In “Global Media, Neoliberalism, and Imperialism,” Robert W. McChesney writes that the Internet will not “slay the power of the media giants. ” Since many of the top websites are owned and operated by these “giants,” it seems that the Internet is following in the footsteps of TV, radio, and print media. I agree with the author’s point, but feel that he minimized the importance of this trend. Due to mergers, commercial power, and advertising dollars, only a few companies can compete in the industry.
While the Internet encourages small businesses and individuals to purchase access to a global audience, their small budgets are overwhelmed by companies such as AOL-Time Warner and Microsoft, who are online as well. These conglomerates control what we read, hear, and see. Since they have similar interests – minimal regulations by the government, capitalism, and control of the market – consumers are regularly hearing the same message. The Internet, in theory, could provide alternative viewpoints. However, as McChesney implies, this is impossible.

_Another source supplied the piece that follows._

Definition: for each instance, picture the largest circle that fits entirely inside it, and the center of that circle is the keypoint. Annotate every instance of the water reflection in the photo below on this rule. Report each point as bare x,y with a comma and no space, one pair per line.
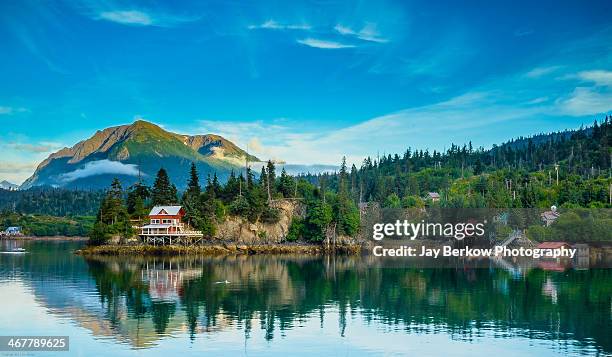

Eventually, any online media company that gets too big or too profitable may be bought by one of the conglomerates. The author devotes only one paragraph to this point, but I feel it is very important. Now, it is possible to go online to find news articles and videos that report different events with different viewpoints. If the media conglomerates continue to merge and edge out the competition, consumers will receive one message regardless of where they turn. McChesney, Robert W. (2001). Global Media, Neoliberalism, and Imperialism. Monthly Review, 52(10), 1.